Aku buru-buru melipat koran itu, “Gak papa. Aku mau ke tempat Kemal dulu ya.”

“Eh, makan dulu dong.”

“Masih kenyang. Kemarin kebanyakan makan indomie.”

“Paling gak mandi dulu dong.”

“Ih, cuma ke tempat Kemal kok. Bentar juga balik.”

“Gosok gigi dulu!” katanya sedikit marah.

Aku merengut. Seandainya saja ibuku tahu kalau aku sedang menghadapi masalah yang lebih besar daripada kesehatan gigi. Tapi harus kuakui di saat seperti ini, ibuku lebih mengerikan dibanding Loch Ness.
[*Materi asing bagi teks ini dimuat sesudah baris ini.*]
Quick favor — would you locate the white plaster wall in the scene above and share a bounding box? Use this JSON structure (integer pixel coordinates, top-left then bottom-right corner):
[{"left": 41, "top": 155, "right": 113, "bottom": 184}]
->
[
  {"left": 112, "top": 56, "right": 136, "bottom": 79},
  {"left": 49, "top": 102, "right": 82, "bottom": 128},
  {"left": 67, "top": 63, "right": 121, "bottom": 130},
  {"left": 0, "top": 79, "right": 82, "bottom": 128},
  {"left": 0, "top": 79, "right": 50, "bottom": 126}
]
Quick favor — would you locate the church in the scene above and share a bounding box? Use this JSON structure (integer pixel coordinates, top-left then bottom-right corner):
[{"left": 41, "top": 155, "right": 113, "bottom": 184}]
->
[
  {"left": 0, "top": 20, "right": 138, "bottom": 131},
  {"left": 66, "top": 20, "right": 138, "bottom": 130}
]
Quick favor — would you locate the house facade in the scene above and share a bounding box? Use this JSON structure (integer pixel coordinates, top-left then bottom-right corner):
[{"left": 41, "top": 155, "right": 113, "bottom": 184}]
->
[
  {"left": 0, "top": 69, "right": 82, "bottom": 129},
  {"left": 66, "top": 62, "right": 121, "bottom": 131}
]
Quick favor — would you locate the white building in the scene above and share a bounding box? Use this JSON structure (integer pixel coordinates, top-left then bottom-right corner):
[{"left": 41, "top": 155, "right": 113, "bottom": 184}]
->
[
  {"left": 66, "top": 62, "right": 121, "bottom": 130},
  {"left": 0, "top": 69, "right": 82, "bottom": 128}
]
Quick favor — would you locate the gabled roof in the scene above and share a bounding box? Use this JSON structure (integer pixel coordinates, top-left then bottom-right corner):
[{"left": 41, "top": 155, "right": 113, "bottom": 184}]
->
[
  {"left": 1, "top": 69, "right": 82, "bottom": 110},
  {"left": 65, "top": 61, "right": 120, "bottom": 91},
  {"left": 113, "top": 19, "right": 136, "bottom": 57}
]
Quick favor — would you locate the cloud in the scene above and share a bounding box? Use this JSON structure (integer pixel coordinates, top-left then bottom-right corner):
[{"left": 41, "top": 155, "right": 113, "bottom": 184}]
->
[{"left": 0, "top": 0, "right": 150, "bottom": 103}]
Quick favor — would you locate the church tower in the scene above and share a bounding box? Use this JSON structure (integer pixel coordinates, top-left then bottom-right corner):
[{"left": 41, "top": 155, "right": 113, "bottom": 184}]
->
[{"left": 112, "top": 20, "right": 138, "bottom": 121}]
Malas-malasan, aku menuju ke kamar mandi. Kubuka pintunya.

“Hei.”

“AAAHHHHHH!!!” teriakku.

Aku hampir terkena serangan jantung melihat Pak Moes sedang duduk santai di kloset kamar mandiku.

“Kenapa Li?” tanya ibuku dari dapur.

“Eh, enggak. Cuma kecoa!” Aku masuk ke kamar mandi dan menutup pintunya. “Apa yang kau lakukan disini?”

“Oh maaf. Aku hanya ingin memberitahu kalau kita akan latihan sebelum turnamen. Nanti malam berkumpul di lapangan dekat warung Pak Moes ya. Jam 10-an.”

“Kau tahu, kau bisa masuk dari pintu depan seperti orang normal lain kali. Ngomong-ngomong, latihan apa?”

“Aku sudah meminta temanku untuk membawa beberapa orang dari timnya untuk latih tanding bersama kita. Ini adalah latihan pertama dan terakhir sebelum turnamen.”

“Apa? Memangnya turnamennya kapan?”

“Lusa.”

“Ta...tapi, aku belum siap mental!”

“Karena itu, datanglah latihan.” Pak Moes dengan santai bersandar dan melipat kakinya. “Aku ingin bertanya sesuatu kalau boleh?”

“Eh, apa?”

“Kenapa kekuatanmu adalah koran menjadi besi. Kekuatan ini biasanya didapat dari sifat khusus pemiliknya. Apa hubunganmu dengan koran?”

“Oh, itu. . .” Aku bersandar ke pintu kamar mandi, “ceritanya panjang.”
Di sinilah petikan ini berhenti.